Ese día en el centro comercial se encontraron. Fueron los dos a comer hamburguesa, alentados por un impulso interno complementario al hambre que tenían y su gusto por las hamburguesas. Cada uno por su lado y cada uno con su novia.
Habían pasado ya 15 años y antes de separarse tenía 4.
Juan Miguel pasaba sus solitarios días jugando con unos carritos que le habían regalado en navidad y que cambiaban de color con el agua. También le gustaba rayar las paredes con crayola y había horas que se le pasaban contemplando las ilustraciones coloridas de una enciclopedia para niños que le regalaron al cumplir 4 años.
Un día, Juan Miguel había decidido que quería jugar con los carritos, y había decidido también que quería repasar las ilustraciones para rayarlas con sus crayolas. Así sucedió, jugó con los carritos, mientras también rayaba los libros, sintió dos impulsos que se le hacían contradictorios y siendo él de naturaleza impositiva, sin poder renunciar a ninguna de sus intenciones, se dirigió simultáneamente hacia ambos lados. No sintió nada, fue natural.
El suceso pasó sin noticia, sus padres que ese día mientras almorzaban habían decidido separarse vieron el acontecimiento como un asentimiento de aprobación por parte del destino y consideraron una gran suerte evitarse los inconvenientes de los litigios por potestad y tenerse que ver por los enredos de las visitas. Así vieron como lo más conveniente era que cada uno tomara cada una de las partes en las había quedado dividido su hijo, para llamar a uno Juan y a otro Miguel y no volverse a ver.

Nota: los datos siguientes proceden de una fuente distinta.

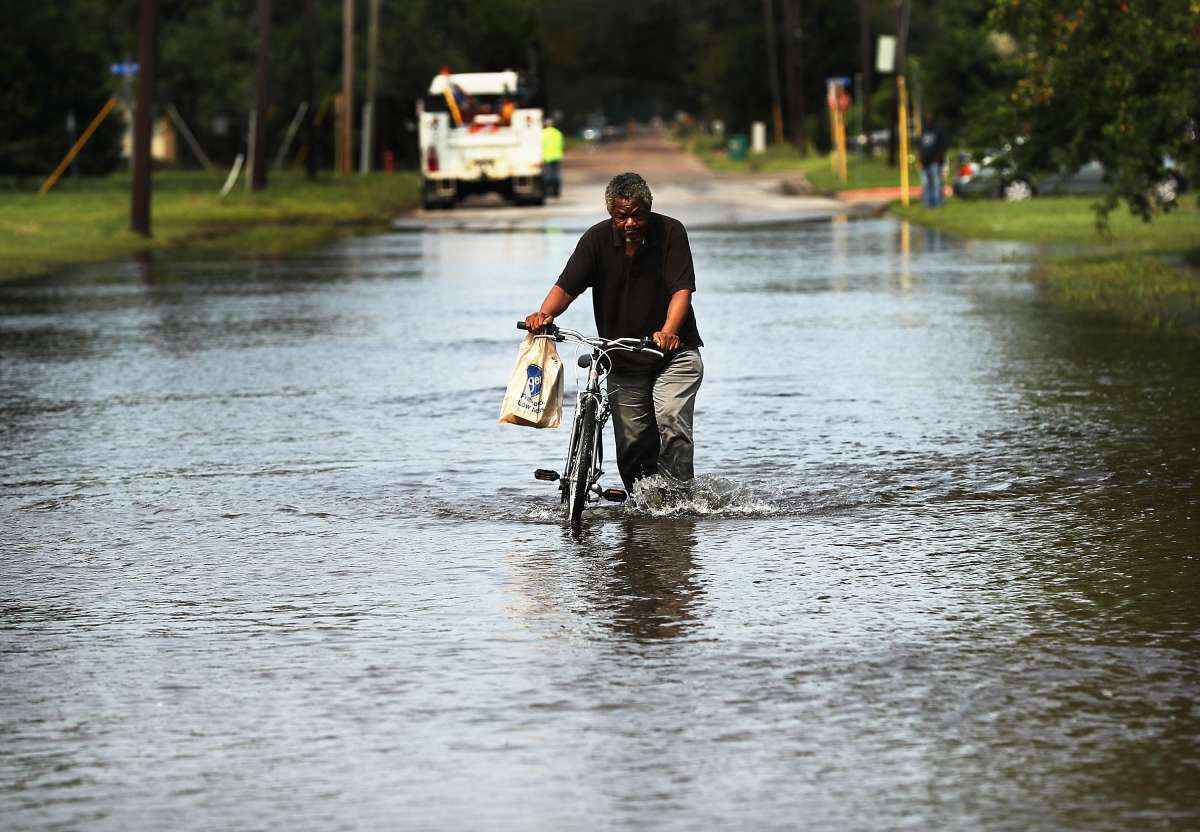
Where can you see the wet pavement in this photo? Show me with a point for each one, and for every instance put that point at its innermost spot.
(697, 197)
(269, 561)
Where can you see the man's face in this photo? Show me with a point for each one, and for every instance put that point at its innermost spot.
(631, 217)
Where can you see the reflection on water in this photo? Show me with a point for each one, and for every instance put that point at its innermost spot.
(270, 562)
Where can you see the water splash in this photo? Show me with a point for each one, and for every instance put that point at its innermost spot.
(708, 495)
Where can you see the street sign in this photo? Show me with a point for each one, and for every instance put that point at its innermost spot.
(886, 54)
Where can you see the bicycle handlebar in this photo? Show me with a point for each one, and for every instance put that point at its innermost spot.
(645, 343)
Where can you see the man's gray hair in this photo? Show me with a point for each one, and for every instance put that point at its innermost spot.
(627, 186)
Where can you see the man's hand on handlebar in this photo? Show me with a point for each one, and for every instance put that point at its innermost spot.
(666, 341)
(539, 321)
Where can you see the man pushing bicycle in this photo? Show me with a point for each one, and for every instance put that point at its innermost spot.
(639, 268)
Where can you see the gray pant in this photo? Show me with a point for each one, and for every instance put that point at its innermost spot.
(652, 416)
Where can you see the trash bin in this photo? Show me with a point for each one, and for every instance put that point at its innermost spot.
(737, 147)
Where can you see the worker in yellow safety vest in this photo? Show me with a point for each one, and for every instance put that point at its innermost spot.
(552, 159)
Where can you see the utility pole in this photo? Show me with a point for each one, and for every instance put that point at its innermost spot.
(768, 12)
(310, 115)
(793, 57)
(139, 209)
(864, 55)
(901, 7)
(258, 153)
(366, 162)
(347, 126)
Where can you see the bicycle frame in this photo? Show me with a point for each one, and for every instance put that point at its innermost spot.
(599, 365)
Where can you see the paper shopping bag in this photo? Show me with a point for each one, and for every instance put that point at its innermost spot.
(534, 396)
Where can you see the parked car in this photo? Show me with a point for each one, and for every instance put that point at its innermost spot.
(994, 175)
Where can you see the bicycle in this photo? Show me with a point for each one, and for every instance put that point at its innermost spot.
(585, 450)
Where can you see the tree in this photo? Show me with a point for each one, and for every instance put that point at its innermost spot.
(1090, 89)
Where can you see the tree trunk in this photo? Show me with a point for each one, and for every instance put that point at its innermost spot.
(347, 126)
(768, 12)
(901, 7)
(310, 117)
(258, 163)
(139, 208)
(793, 57)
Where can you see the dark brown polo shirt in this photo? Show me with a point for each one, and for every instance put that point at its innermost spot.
(630, 294)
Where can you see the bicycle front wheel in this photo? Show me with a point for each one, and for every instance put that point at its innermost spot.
(579, 467)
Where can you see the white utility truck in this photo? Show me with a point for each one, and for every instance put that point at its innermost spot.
(477, 136)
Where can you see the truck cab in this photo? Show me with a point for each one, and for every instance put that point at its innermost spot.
(478, 136)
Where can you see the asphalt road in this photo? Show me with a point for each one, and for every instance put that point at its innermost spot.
(683, 187)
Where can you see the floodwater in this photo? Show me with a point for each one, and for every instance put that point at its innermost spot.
(270, 563)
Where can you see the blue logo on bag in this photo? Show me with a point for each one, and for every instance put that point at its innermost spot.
(532, 395)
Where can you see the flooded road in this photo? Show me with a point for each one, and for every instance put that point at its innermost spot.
(269, 561)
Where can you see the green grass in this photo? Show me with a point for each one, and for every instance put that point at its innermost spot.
(1061, 220)
(861, 172)
(88, 220)
(1137, 274)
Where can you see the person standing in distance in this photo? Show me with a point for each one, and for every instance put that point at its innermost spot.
(639, 268)
(552, 159)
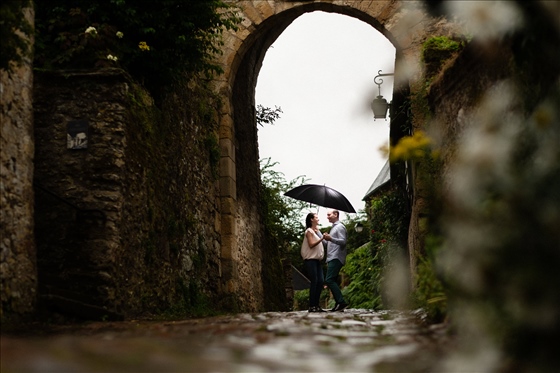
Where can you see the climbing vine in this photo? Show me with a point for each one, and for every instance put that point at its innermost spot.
(15, 33)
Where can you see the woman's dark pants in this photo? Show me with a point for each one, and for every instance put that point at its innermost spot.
(315, 273)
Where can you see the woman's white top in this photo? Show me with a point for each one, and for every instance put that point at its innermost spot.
(317, 252)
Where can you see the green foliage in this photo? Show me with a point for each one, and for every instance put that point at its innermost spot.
(355, 239)
(267, 115)
(281, 214)
(440, 43)
(364, 272)
(155, 41)
(367, 265)
(438, 49)
(14, 46)
(282, 227)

A sus 19 años, Juan, con su cabello corto casi a ras, se sentó a envolver la hamburguesa para poderla agarrar mejor, y Miguel que era un poco más gordo hizo algo similar. Cualquier persona que hubiera estado mirándolos hubiera notado su particular parecido.
Cuando quisieron los dos al mismo tiempo morder sus hamburguesas fue cuando se cruzaron sus miradas, y si hubieran pensado en voz alta, se les hubiera escuchado al unísono decir : "Que raro … mi hamburguesa no sabe a mostaza".